Aventurémonos por un momento al ejercicio de buscar a una artista mujer que pudiera necesitar o merecer una defensa como esta. Más allá de que no se me ocurren ejemplos, estoy segura de que en caso de abusadora mujer la sociedad tiene listo y activo su sistema inmune, entrenado y efectivo, para individuarla, perseguirla y aniquilarla.
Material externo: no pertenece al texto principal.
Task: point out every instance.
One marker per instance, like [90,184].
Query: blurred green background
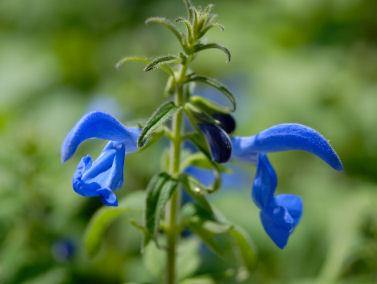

Apenas publicado, Le Consentement causó sensación en Francia. Porque está bien escrito, porque relata una historia con todos los condimentos para el escándalo, porque cuestiona el establishment de la literatura local, deja a sus monstruos sagrados (como Bernard Pivot, conductor televisivo del renombrado programa Apostrophes, pero también a Gallimard y las demás casas editoras de Matzneff) en offside. Lumen (sello de Penguin Random House) adquirió sus derechos mundiales en español. Ojalá lo haga traducir rápido y esté disponible en librerías apenas dejemos atrás la cuarentena obligatoria. Seguro llevará nuestra reflexión colectiva sobre la problemática articulación entre grandes obras de arte y sus creadores un paso más adelante.